La deuxième phase, c’est la phase de « localizing » (localisation) : identifier le ou les endroits dans le processus économique où l’on peut faire des économies d’énergie, utiliser des matériaux écolo ou encore faire de l’efficacité énergétique, créer un département dédié à la lutte contre le réchauffement ou à la RSE. Durant cette phase, ou localise et on commence à mettre en oeuvre. Là encore, ça peut aller: certaines initiatives commencent à être mises en place… jusqu’à la troisième phase.

La troisième phase, c’est la phase de « normalization ». L’étude montre que toutes les entreprises arrivent à un moment ou un autre à une phase de normalisation, où elles tendent à retourner progressivement au business as usual. En effet, au delà de l’effet d’annonce initial, il y aurait une phase où la réalité économique reprendrait ses droits. L’entreprise donnerait alors progressivement de moins en moins d’importance à ses engagements climatiques par rapport à ses préoccupations de marché : rentabilité, rémunération des actionnaires, compétitivité…

Quand la logique économique tue l’engagement écologique

Pour les chercheurs, ce résultat est plutôt logique. En effet, la logique économique d’une entreprise va rarement dans le même sens que la logique écologique. Certes, faire des économies d’énergie par exemple permet de réduire ses coûts. Mais étant donné les prix actuels de l’énergie (qui sont très bas), l’incitatif d’une entreprise à réduire ses consommations énergétique est faible par rapport à l’investissement que cela demande initialement. De la même façon, réduire ses émissions de CO2 doit en théorie avoir un certain nombre d’avantages en termes d’image et de résilience à long terme. Mais dans les faits, à court terme, il reste beaucoup plus rentable de ne pas s’en préoccuper (ou pire d’investir dans des énergies fossiles dont le prix est aujourd’hui encore très bas) que d’investir dans les énergies renouvelables, intermittentes, contraignantes et relativement chères.

Les interviews menées dans le cadre de l’étude mettent clairement en évidence ce décalage entre volonté de rentabilité économique et engagement écologique. Un manager de l’une des entreprises étudiée déclarait ainsi : « Tout ça (la lutte contre le changement climatique NDLR) c’était très bien quand les temps étaient faciles. Aujourd’hui les temps sont durs, donc on doit se recentrer sur les choses importantes ».

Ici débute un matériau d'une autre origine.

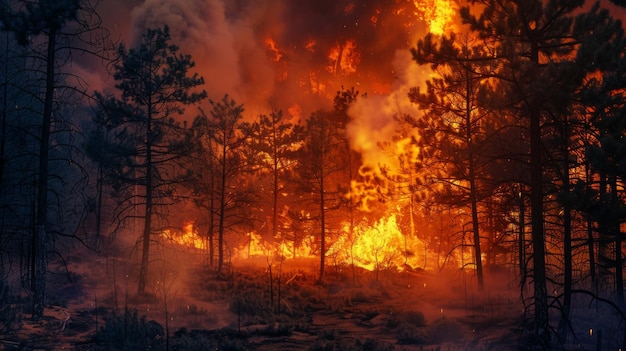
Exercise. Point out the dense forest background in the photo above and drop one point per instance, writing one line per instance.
(389, 135)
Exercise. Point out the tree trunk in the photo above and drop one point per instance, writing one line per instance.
(323, 230)
(220, 229)
(542, 331)
(567, 246)
(40, 235)
(472, 182)
(147, 227)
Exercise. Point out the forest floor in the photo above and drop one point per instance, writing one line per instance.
(192, 309)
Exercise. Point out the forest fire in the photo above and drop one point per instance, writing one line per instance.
(276, 174)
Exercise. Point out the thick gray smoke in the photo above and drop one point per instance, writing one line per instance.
(228, 40)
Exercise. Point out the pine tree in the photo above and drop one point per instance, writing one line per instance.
(148, 148)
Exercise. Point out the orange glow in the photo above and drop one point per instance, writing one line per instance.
(438, 14)
(344, 58)
(188, 237)
(273, 52)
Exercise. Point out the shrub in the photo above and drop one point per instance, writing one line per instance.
(446, 330)
(129, 332)
(415, 318)
(10, 312)
(410, 334)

La croyance dans le marché pour résoudre la crise climatique : une illusion

europe changement climatique

Pour les auteurs de l’étude, ces résultats indiquent qu’il faut « repenser la façon dont nous confions le futur de nos sociétés aux marchés et aux entreprises« . En effet, leur expérience montre qu’en l’absence de contraintes ou d’incitatifs réglementaires extrêmement forts, les acteurs économiques comme les entreprises  peinent à mettre en oeuvre des changements significatifs sur leurs façons de produire. La croyance que la crise écologique peut être résolue par l’action individuelle (des entreprises ou des consommateurs) ou par le marché semble donc bien contredite par la réalité des faits.

Le problème c’est que depuis des années, l’ensemble des politiques globales et individuelles mises en place sur les sujets climatiques se basent sur cette idée sous jacente que ce sont les acteurs économiques qui vont lancer le changement. Cette étude a au moins le mérite de montrer que cette idée aux accents néo-libéraux s’essouffle rapidement devant la réalité économique. La conclusion des auteurs est donc que sans régulations et sans sacrifices économiques, il est peu probable que les acteurs économiques mettent un jour un vrai changement de comportements sur la question de la lutte contre le réchauffement climatique. Mais ce changement réglementaire étant lui aussi très complexe à atteindre, Christopher Wright, co-auteur de l’étude conclut : « Je suis pessimiste par rapport à l’avenir ».